Mean-periodic function

In mathematical analysis, the concept of a mean-periodic function is a generalization introduced in 1935 by Jean Delsarte^[1][2] of the concept of a periodic function. Further results were made by Laurent Schwartz and J-P Kahane.^[3][4]

Definition

Consider a continuous complex-valued function f of a real variable. The function f is periodic with period a precisely if for all real x, we have f(x) − f(x − a) = 0. This can be written as

${\displaystyle \int f(x-t)\,d\mu (t)=0\qquad \qquad (1)}$

where ${\displaystyle \mu }$ is the difference between the Dirac measures at 0 and a. The function f is mean-periodic if it satisfies the same equation (1), but where ${\displaystyle \mu }$ is some arbitrary nonzero measure with compact (hence bounded) support.

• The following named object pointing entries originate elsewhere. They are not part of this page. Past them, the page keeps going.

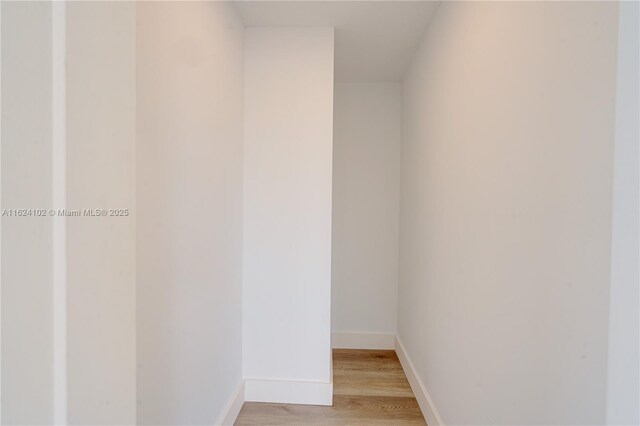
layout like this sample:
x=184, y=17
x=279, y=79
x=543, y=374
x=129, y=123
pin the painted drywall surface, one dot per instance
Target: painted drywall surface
x=366, y=201
x=101, y=175
x=27, y=341
x=508, y=114
x=189, y=201
x=287, y=203
x=623, y=397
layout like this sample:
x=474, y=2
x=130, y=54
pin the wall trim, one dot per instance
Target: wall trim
x=419, y=390
x=231, y=411
x=289, y=392
x=362, y=340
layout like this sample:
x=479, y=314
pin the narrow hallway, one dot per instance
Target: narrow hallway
x=369, y=387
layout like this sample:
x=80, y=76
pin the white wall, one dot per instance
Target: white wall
x=189, y=200
x=101, y=175
x=287, y=210
x=27, y=339
x=506, y=211
x=366, y=201
x=623, y=391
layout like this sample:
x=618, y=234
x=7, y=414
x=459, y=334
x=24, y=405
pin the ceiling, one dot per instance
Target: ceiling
x=374, y=40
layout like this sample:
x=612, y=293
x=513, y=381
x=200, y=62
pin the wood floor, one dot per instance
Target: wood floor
x=369, y=387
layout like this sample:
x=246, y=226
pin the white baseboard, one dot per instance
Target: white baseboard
x=362, y=340
x=288, y=392
x=230, y=414
x=424, y=400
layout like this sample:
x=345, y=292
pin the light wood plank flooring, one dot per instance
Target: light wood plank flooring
x=369, y=387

Equation (1) can be interpreted as a convolution, so that a mean-periodic function is a function f for which there exists a compactly supported (signed) Borel measure ${\displaystyle \mu }$ for which ${\displaystyle f*\mu =0}$.^[4]

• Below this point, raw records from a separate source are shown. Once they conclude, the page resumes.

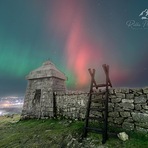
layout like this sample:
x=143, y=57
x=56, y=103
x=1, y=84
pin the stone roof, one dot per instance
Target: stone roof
x=47, y=69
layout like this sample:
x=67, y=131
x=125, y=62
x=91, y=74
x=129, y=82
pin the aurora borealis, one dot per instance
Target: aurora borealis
x=75, y=35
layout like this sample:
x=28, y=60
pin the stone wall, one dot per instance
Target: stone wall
x=43, y=107
x=128, y=108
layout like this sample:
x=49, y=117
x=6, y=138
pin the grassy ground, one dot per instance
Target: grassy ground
x=58, y=134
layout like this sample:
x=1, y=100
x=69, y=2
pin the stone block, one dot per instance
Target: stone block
x=125, y=114
x=140, y=129
x=127, y=106
x=128, y=126
x=111, y=91
x=140, y=117
x=145, y=90
x=113, y=114
x=112, y=96
x=116, y=100
x=145, y=106
x=120, y=95
x=130, y=96
x=142, y=124
x=127, y=100
x=125, y=90
x=129, y=120
x=137, y=107
x=118, y=120
x=140, y=99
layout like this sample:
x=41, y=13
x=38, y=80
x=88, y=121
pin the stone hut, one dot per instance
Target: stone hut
x=42, y=82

There are several well-known equivalent definitions.^[2]

Relation to almost periodic functions

Mean-periodic functions are a separate generalization of periodic functions from the almost periodic functions. For instance, exponential functions are mean-periodic since exp(x+1) − e.exp(x) = 0, but they are not almost periodic as they are unbounded. Still, there is a theorem which states that any uniformly continuous bounded mean-periodic function is almost periodic (in the sense of Bohr). In the other direction, there exist almost periodic functions which are not mean-periodic.^[2]

Some basic properties

If f is a mean periodic function, then it is the limit of a certain sequence of exponential polynomials which are finite linear combinations of term t^^n exp(at) where n is any non-negative integer and a is any complex number; also Df is a mean periodic function (ie mean periodic) and if h is an exponential polynomial, then the pointwise product of f and h is mean periodic).

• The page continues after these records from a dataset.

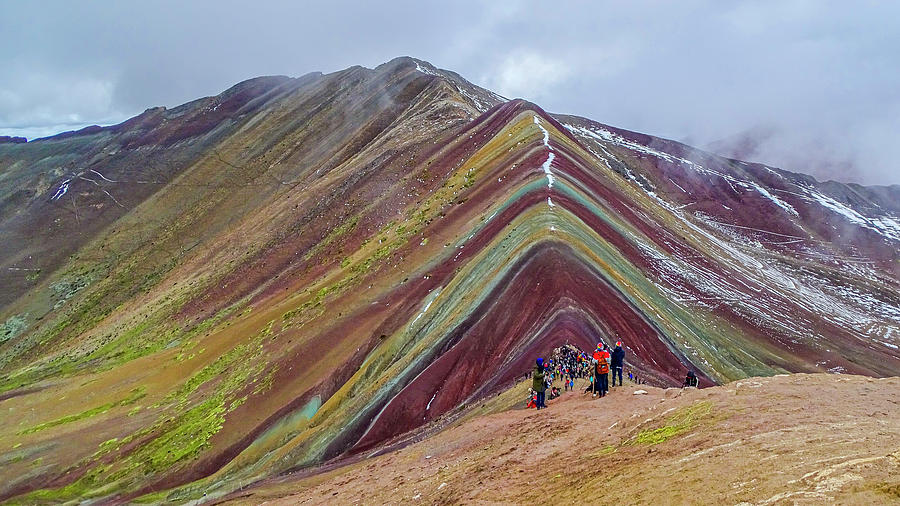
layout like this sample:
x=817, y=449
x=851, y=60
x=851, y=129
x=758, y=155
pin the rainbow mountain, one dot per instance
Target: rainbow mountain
x=302, y=271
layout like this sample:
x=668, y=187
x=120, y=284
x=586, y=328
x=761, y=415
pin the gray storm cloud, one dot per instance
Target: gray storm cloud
x=807, y=86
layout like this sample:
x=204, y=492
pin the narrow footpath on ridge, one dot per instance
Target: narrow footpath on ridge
x=753, y=441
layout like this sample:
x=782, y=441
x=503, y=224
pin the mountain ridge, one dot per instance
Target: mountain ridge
x=337, y=261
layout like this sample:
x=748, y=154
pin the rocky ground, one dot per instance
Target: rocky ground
x=790, y=439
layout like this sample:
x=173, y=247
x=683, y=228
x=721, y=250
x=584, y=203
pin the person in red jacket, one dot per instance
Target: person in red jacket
x=603, y=370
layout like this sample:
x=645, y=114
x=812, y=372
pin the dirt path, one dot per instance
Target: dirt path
x=799, y=439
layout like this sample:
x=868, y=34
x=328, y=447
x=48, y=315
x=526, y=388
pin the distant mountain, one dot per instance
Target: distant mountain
x=302, y=269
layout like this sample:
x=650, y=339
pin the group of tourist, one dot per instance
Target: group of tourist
x=568, y=364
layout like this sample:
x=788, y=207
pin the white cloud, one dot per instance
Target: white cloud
x=527, y=74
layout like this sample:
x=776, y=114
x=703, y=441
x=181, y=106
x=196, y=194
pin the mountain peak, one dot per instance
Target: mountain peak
x=298, y=270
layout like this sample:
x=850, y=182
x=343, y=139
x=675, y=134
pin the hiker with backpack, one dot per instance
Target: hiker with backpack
x=691, y=380
x=537, y=383
x=618, y=361
x=602, y=371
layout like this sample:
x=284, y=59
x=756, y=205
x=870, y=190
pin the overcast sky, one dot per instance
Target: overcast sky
x=810, y=86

If f and g are mean periodic then f + g and the truncated convolution product of f and g is mean periodic. However, the pointwise product of f and g need not be mean periodic.

If L(D) is a linear differential operator with constant co-efficients, and L(D)f = g, then f is mean periodic if and only if g is mean periodic.

For linear differential difference equations such as Df(t) - af(t - b) = g where a is any complex number and b is a positive real number, then f is mean periodic if and only if g is mean periodic.^[5]

Applications

In work related to the Langlands correspondence, the mean-periodicity of certain (functions related to) zeta functions associated to an arithmetic scheme have been suggested to correspond to automorphicity of the related L-function.^[6] There is a certain class of mean-periodic functions arising from number theory.

See also

• 　almost periodic functions

References

1. Delsarte, Jean (1935). "Les fonctions moyenne-périodiques". Journal de Mathématiques Pures et Appliquées. 17: 403–453.
2. Kahane, J.-P. (1959). Lectures on Mean Periodic Functions (PDF). Tata Institute of Fundamental Research, Bombay.
3. Malgrange, Bernard (1954). "Fonctions moyenne-périodiques (d'après J.-P. Kahane)" (PDF). Séminaire Bourbaki (97): 425–437.
4. Schwartz, Laurent (1947). "Théorie générale des fonctions moyenne-périodiques" (PDF). Ann. of Math. 48 (2): 857–929. doi:10.2307/1969386. JSTOR 1969386.
5. Laird, P. G. (1972). "Some properties of mean periodic functions". Journal of the Australian Mathematical Society. 14 (4): 424–432. doi:10.1017/s1446788700011058. ISSN 0004-9735.
6. Fesenko, I.; Ricotta, G.; Suzuki, M. (2012). "Mean-periodicity and zeta functions". Annales de l'Institut Fourier. 62 (5): 1819–1887. arXiv:0803.2821. doi:10.5802/aif.2737.